The blogosphere has been abuzz with the news that Tesco in league with the Tories has instigated slavery for the unemployed.

Only it hasn’t.

So what has happened?

A work experience scheme has been set up by the government together with major employers to help the long term unemployed youth (unemployed more than a year, aged 18 to 21) gain experience that will allow them to find work.  The scheme even has a guaranteed job interview at the end for those that stay the course.

So what’s wrong with that?  Everything it seems.

In normal circumstances Tesco would advertise a job and include the words “Experience required”, no one wants to hire people without experience, they take up resources from elsewhere and slow things down.  So the unemployed person looks at the job, says “Don’t have that experience” and doesn’t apply.  The point then is that the unemployed person will no longer be in a position to dismiss the job in that way.

Tesco aren’t paying the person, but of course they aren’t, the person involved is doing this voluntarily to try to develop skills so they can get a job.  They are continuing to receive job seeker’s allowance during this time because in taking part in this scheme they are making steps towards finding a job.  They aren’t, at this stage, employed by Tesco’s, they aren’t employed by anyone (although one might argue that in receiving money from the state they are employed in some way by the state, but that’s probably a whole other discussion).

The voluntary aspect seems quite contentious.  No one has to do it, but in order to receive job seeker’s allowance you have to show that you are willing to find work and if you aren’t willing to participate in a work experience scheme in order to gain experience to gain work how willing are you to find work?  This, apparently, constitutes bullying.  Bullying used to involve taking people’s lunch money, now it’s when you give people money in order to do something and say you’ll stop giving them that money unless they do what they said.  Say you employ someone to put in double glazing, you pay him some money up front, he then fails to put in double glazing.  If you ask for the money back or refuse to give him more money you are now a bully.

The DWP has said:

“The scheme is voluntary and no one is forced to take part and the threat of losing the benefit only starts once a week has passed on the placement – this was designed to provide certainty to employers and the individuals taking part”

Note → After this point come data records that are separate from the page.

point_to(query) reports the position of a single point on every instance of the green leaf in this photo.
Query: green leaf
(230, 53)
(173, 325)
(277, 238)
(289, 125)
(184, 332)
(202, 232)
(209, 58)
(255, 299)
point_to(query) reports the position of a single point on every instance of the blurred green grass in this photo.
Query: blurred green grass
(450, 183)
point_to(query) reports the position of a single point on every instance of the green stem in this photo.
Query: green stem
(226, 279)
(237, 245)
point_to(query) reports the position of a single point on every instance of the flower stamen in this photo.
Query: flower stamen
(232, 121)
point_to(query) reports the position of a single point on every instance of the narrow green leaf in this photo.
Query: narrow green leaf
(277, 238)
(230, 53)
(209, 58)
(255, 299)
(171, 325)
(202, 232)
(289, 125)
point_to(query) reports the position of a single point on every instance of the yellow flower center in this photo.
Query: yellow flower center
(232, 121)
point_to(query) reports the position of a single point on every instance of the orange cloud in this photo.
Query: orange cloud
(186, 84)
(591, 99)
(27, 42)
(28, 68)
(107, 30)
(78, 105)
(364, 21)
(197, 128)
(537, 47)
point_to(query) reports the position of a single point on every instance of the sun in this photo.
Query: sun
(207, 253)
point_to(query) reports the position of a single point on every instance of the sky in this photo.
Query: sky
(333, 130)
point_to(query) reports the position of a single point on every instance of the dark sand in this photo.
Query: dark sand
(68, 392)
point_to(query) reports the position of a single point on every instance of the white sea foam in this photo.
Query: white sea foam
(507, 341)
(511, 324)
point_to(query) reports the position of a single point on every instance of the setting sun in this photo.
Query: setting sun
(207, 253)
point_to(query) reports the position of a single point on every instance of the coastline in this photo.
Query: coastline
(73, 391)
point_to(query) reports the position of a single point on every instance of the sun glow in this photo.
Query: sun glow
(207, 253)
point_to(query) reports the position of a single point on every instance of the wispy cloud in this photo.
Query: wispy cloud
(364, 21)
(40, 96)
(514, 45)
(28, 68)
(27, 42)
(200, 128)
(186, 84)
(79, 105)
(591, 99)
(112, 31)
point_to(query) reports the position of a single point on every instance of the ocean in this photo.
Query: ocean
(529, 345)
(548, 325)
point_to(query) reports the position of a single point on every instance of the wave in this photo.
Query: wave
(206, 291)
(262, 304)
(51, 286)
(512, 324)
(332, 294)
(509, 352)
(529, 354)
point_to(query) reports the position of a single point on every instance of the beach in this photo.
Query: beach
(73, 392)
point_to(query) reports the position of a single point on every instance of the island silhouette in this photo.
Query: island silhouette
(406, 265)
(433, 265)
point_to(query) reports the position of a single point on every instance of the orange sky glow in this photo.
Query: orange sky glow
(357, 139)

The number of people employed by Tesco is also causing issues, 1400 people, and 300 of them got jobs at the end of it.  Well consider the size of the operation, Tesco’s has around 2800 stores in the UK.  If they’ve taken on 1400 people that’s one person for every two stores.  Sounds like Tesco’s isn’t trying to get involved in this process.  If they’d taken on 3 people per store (over the last year, that’s how long it is since the government announced this scheme) then that would be 6 times the amount of people they’ve given experience to.  On that score the question is, if Tesco is committed to this scheme why have they engaged in it so little?  That’s where we should be criticising Tesco.  Then we have the take up.  They’ve taken on 1400 people and only given 300 jobs.  Well they’ll only have given interviews to those that stayed the course, and some of those who did will have not wanted to stay at Tesco and some of those who were interviewed may not have been wanted by Tesco.  But we can only say some at this stage because we don’t know the numbers.  Perhaps it would make sense for judgement to be reserved until we do?

Then we have the whole contentious issue of Workfare at all.  Well workfare has a bad rep.  It’s obviously an evil Tory construct to oppress the unemployed.  Although it isn’t and why would they want to?

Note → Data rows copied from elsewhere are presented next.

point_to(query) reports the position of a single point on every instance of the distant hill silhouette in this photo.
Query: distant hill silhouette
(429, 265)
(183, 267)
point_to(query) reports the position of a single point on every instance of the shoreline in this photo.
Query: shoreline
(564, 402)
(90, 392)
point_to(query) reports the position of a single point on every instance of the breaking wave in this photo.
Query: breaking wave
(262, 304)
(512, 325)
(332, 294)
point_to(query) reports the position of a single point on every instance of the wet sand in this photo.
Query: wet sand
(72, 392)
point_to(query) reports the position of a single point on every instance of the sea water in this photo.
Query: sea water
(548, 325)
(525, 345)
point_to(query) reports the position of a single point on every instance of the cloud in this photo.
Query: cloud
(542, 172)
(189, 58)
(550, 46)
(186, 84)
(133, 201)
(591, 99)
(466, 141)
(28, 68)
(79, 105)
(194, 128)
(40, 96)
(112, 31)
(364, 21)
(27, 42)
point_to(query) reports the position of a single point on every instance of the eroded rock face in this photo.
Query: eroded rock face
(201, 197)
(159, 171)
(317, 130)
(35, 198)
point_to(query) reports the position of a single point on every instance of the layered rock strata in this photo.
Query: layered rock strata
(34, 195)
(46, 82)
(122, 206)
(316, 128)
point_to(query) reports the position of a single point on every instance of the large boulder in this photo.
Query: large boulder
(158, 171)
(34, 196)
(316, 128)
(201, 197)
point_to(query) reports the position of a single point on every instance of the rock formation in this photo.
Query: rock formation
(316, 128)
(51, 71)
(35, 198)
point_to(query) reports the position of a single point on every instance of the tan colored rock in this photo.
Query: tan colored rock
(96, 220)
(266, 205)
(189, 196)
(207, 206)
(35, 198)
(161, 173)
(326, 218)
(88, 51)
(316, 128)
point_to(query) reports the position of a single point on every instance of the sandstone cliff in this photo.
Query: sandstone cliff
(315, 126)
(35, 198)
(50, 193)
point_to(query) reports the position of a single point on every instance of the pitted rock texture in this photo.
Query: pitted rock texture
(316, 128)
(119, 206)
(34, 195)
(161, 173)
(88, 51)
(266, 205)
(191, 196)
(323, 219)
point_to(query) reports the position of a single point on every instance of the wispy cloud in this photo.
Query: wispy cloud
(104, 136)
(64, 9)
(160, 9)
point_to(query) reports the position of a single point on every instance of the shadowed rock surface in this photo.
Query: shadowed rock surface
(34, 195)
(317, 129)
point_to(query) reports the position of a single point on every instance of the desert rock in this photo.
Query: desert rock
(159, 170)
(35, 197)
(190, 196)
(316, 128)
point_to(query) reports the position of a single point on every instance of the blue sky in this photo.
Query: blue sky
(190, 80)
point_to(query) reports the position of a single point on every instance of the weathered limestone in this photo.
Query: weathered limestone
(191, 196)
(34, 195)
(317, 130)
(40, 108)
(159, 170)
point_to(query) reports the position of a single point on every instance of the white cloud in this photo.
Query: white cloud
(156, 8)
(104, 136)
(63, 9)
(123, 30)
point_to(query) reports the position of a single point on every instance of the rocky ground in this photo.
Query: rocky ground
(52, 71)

Workfare was first suggested in the 60s by the US civil rights movement.  Were they Tories?  Were they evil?

Why do Tories want to oppress the unemployed?  It’s in the interests of everyone, across the whole planet during this global recession to get as many people working as possible.  To reduce the drain on the welfare state and boost productivity in all economies.

Personally I think Workfare should be implemented differently.  Set up municipal construction and redevelopment schemes to improve conditions in our immediate environments, require the unemployed to work 16 to 24 hours a week in order to receive their benefit, thus allowing them to have time to seek other work while they are doing this and giving them experience along the way.  I’m told that it would be unreasonable to expect the unemployed to do “menial” tasks like this.  Maybe I’m living on a different planet but when I look at what plumbers, builders, electricians and decorators charge in the domestic market the word “menial” isn’t forefront in my mind.  OK, not everyone can or will do trades type work, but any such scheme will need support staff, back office, design, a raft of other skills will be needed so everyone can get involved.  On top of that it does provide added incentive to get off unemployment and into full time work.  If it’s needed, I don’t think it should be.  I think the mere state of being unemployed should be motivation to get back into work.  I’ve been between jobs for short periods (longest was about 6 months) and it gets dull and frustrating pretty quickly (and no, I didn’t take from the state when I was).

But the nub here is that the workfare like scheme being used by the government isn’t slavery, although some papers, bloggers and tweeters seem determined to portray it as such.  Political bias perhaps?

The net result is that many employers have backed out of a scheme that has got many people into work and could get more.

And then …

Then there was an article in the Guardian saying that the DWP was intending to force the sick and terminally ill to work, Disabled people face unlimited unpaid work or cuts in benefit.  Read the article, please.  Read it to the very end.  See how the writer gets the reader wound up with the terrible possibilities of what this scheme could mean.  Then, at the very end the DWP says

“It is clear that some groups wish to label people with a variety of illnesses and conditions as unable to work. This is not only wrong, it is unfair to those individuals who despite their illness want to keep working.

“Our reforms look at what an individual can do and wants to do. For those claimants for whom work is not a realistic option, there will be unconditional support available.”

So basically what they’re saying is that some people who are labelled as disabled and unable to work who still want to work and are able despite what some people say about their disability will be helped to work, obviously if they’re working then, under existing rules they won’t be eligible for some benefits.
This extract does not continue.